Quelle est
la famille malheureuse dont il est question dans ce quatrième roman publiée en français de
Sara Mesa ?
(Je vais droit au but en vous épargnant la citation de Tolstoï de rigueur).
Une famille isolée sous le joug d'un père autoritaire, obsessionnel et tyrannique avec de bonnes intentions en apparence et une mère effacée, frustrée, apeurée, qui se soumet à la loi et aux desseins paternels. La fratrie se compose de Damián, l'aîné, en surpoids, mal dans sa peau, qui peine à trouver grâce aux yeux de son père, et prend très tôt conscience qu'il ne sera jamais ce que ses parents attendent de lui, Rosa, moins soumise, Aquilino, le petit dernier, le plus vif et le plus futé, seul à arriver à s'affirmer et à composer avec la tyrannie paternelle, et enfin Martina, cousine adoptée, orpheline à l'âge de 8 ans, qui les regarde de l'extérieur.

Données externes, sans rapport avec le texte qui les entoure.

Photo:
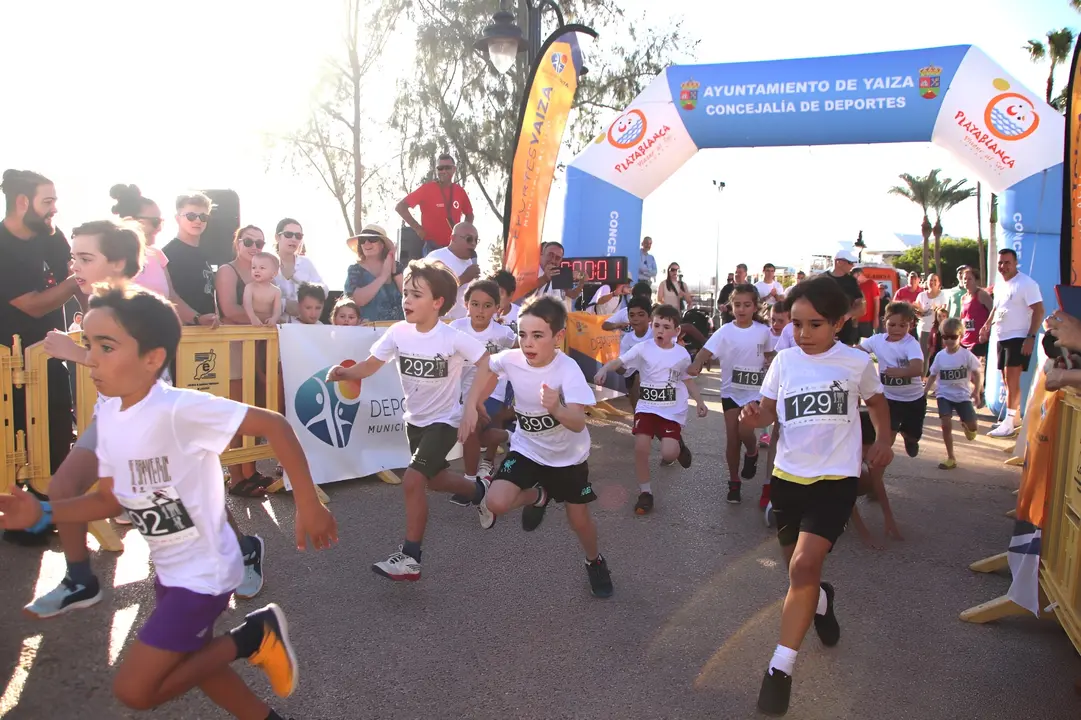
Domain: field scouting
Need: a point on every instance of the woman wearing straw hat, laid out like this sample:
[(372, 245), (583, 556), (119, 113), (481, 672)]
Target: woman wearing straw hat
[(374, 281)]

Damián père, figure patriarcale rigide, glaçante, a conçu sa famille comme un « projet ». C'est un homme aux idées fixes obsédé par la droiture et Gandhi.
Raconté du point de vue des différents membres de
la famille, la construction temporelle du roman n'est pas linéaire et couvre plusieurs décennies, avec sauts dans le temps. La structure, intelligente, donne de la densité et de l'épaisseur à ce récit fragmentée.
Avec une économie de moyens et une grande habileté, elle nous fait ressentir l'oppression quotidienne des membres de
la famille, l'atmosphère de terreur, dénonçant les abus de pouvoir et ce qui a traditionnellement soutenu l'institution familiale : l'autoritarisme patriarcal. La scène inaugurale est glaçante et instille un malaise qui ne quittera pas le lecteur. Martina se voit sommée par son « père » de ne pas fermer à clé son journal intime. Car « il n'y a pas de secrets dans cette famille! ». Elle devra l'écrire sous son regard vigilant.
La famille n'est ici qu'un environnement asservissant, inconfortable, claustrophobique et oppressant. Un lieu de violence psychologique sourde et sournoise.
Comment se construire alors? Quelles sont les répercussions d'une telle enfance ? de quoi sommes-nous faits ?
Il n'y a pas de conclusion rassurante avec
Sara Mesa.
L'autrice capture parfaitement des moments de vie et des situations ambiguës ou ambivalentes mais également la terrible solitude de ses personnages.